Maud rolled her eyes yet again, but remained silent.
“That’s better. Now, just think for a minute. I’m standing here with all your money and a weapon, and yet I still haven’t killed you. Why would I try to bargain with you if I was the killer?”
“ ’Cause you think I know—”
“Oh, shut up and hear me out,” Slocum said. “If Dolores had that stone—and I think we both know that she did—then we gotta assume that her killer has it now. I don’t think somebody’d be stupid enough to murder her without havin’ that gem in their possession first. So, if you don’t have it and I don’t have it, then the killer probably ain’t in this room.”
He looked to make sure she was following him. Satisfied that she was, he went on. “Now, we both have a stake in finding the real murderer here. Obviously, I gotta clear my name. And you’d just like to see the guy caught since he got one of your girls. Not to mention the fact it’d get me out of your hair. So, I suggest a little give-and-take.”
“What exactly do you think I can do for you outside of the skills of my profession?” she asked.
“You can tell me all you know about the strangers you’ve had comin’ in and out of this place. ’Cause it may very well be that the murderer was a customer of yours.”
He paused as another thought came to him: “Or a stranger who sneaked in.”
“Mister, nobody sneaks into this house.”
Slocum raised one eyebrow. “I did, tonight.”
11
Slocum tried on a coat that Chase had left behind. It was loose in the shoulders and tight in the waist, but it was warm. Eyeing himself in the mirror, Slocum said, “Makes me look a little like a pimp, but it’ll do.”

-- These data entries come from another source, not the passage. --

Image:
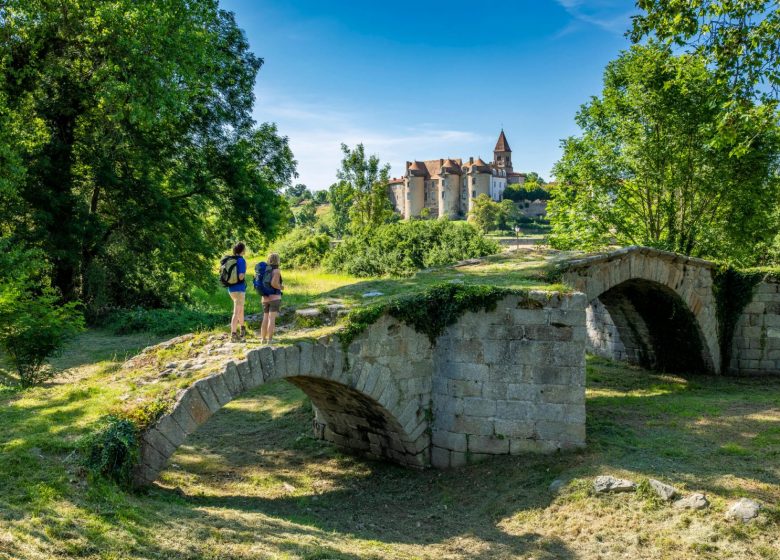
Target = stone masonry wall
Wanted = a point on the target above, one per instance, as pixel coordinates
(617, 331)
(755, 348)
(510, 381)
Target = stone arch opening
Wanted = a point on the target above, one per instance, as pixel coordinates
(356, 422)
(646, 323)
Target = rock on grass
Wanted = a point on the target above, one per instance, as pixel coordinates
(605, 484)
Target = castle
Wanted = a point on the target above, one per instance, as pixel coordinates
(447, 187)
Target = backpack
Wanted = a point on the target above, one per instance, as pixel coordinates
(262, 281)
(228, 271)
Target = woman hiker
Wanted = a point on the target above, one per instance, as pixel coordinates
(272, 302)
(238, 295)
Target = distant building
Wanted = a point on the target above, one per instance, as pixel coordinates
(448, 186)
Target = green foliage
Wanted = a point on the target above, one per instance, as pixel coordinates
(302, 248)
(112, 450)
(653, 167)
(365, 181)
(162, 322)
(527, 191)
(402, 248)
(133, 162)
(733, 290)
(739, 39)
(428, 312)
(486, 214)
(34, 322)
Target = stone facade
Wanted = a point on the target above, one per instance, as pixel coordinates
(653, 276)
(510, 381)
(756, 344)
(447, 186)
(504, 382)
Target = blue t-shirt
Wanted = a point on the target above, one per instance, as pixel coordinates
(240, 269)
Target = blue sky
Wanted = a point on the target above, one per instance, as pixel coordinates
(428, 79)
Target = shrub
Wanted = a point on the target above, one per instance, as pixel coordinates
(402, 248)
(302, 248)
(113, 450)
(161, 322)
(34, 323)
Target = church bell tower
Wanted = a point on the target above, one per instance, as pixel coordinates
(502, 154)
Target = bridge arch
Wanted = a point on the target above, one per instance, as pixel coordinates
(366, 400)
(650, 307)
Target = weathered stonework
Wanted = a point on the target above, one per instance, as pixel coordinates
(505, 382)
(755, 348)
(614, 283)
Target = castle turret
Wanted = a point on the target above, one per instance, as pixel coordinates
(502, 154)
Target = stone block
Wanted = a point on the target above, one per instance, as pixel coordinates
(245, 375)
(255, 367)
(219, 388)
(195, 405)
(306, 351)
(440, 458)
(458, 459)
(472, 426)
(182, 417)
(318, 360)
(292, 355)
(490, 445)
(515, 410)
(479, 407)
(232, 380)
(208, 396)
(449, 440)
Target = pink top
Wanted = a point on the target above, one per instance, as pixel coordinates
(276, 282)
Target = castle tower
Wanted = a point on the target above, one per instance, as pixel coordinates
(502, 154)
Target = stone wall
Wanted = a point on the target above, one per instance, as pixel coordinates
(504, 382)
(510, 381)
(755, 348)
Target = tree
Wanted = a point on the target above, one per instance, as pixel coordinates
(653, 167)
(297, 193)
(141, 160)
(485, 213)
(739, 38)
(34, 322)
(340, 196)
(305, 214)
(367, 180)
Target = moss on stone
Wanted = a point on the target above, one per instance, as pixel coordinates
(428, 312)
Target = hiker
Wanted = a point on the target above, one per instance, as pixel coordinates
(232, 273)
(272, 297)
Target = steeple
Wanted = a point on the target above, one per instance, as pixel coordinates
(502, 154)
(502, 145)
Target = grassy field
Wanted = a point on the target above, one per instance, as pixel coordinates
(252, 483)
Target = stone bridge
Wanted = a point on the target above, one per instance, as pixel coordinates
(506, 381)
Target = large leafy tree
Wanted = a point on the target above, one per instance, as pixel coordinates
(363, 182)
(740, 38)
(654, 167)
(141, 157)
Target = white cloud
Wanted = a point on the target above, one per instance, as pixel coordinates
(317, 131)
(609, 15)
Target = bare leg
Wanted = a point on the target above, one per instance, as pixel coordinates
(271, 327)
(264, 327)
(234, 319)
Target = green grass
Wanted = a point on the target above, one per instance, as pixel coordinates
(252, 483)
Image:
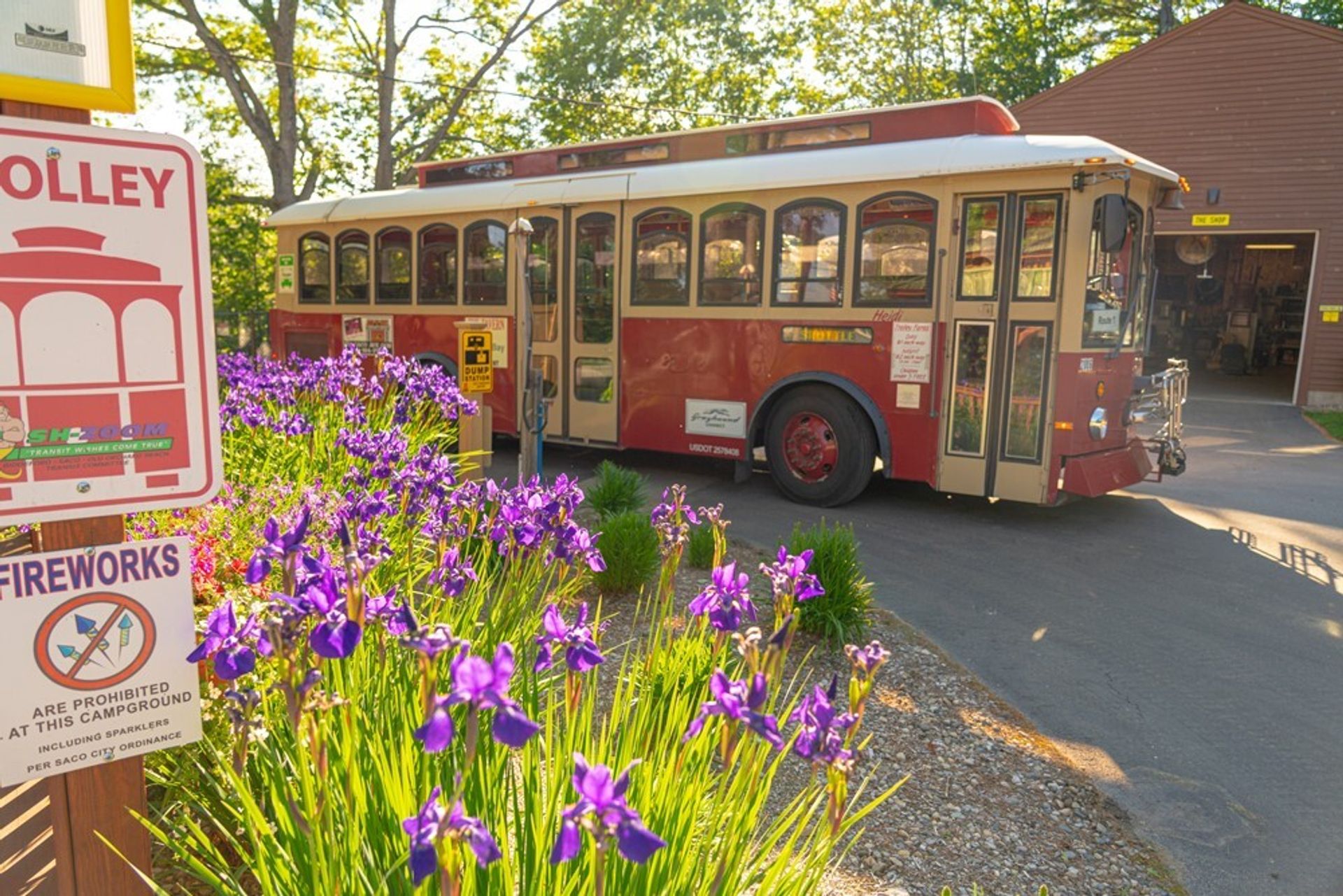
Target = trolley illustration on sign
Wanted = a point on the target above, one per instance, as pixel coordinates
(113, 401)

“Chase’s no pimp! I’m a high-class madam and I don’t need a pimp! Wouldn’t have any truck with one! I run this house, and nobody else, see?”
“Don’t get yourself into an uproar, Maud.”
Slocum held the sawed-off shotgun in one hand, and the jewelry box in the other. He dropped the bag into a coat pocket. Maud stood nearby, untied, chafing her wrists. When the jewels vanished into his pocket, she bristled.
“Mind your manners, Maud. I’d hate to have to whomp you in the head with this here gun butt. No telling but what it might trigger a couple of shotgun blasts, and then the fat’d really be in the fire. Not to mention somebody might accidentally get their head blown off, or something.”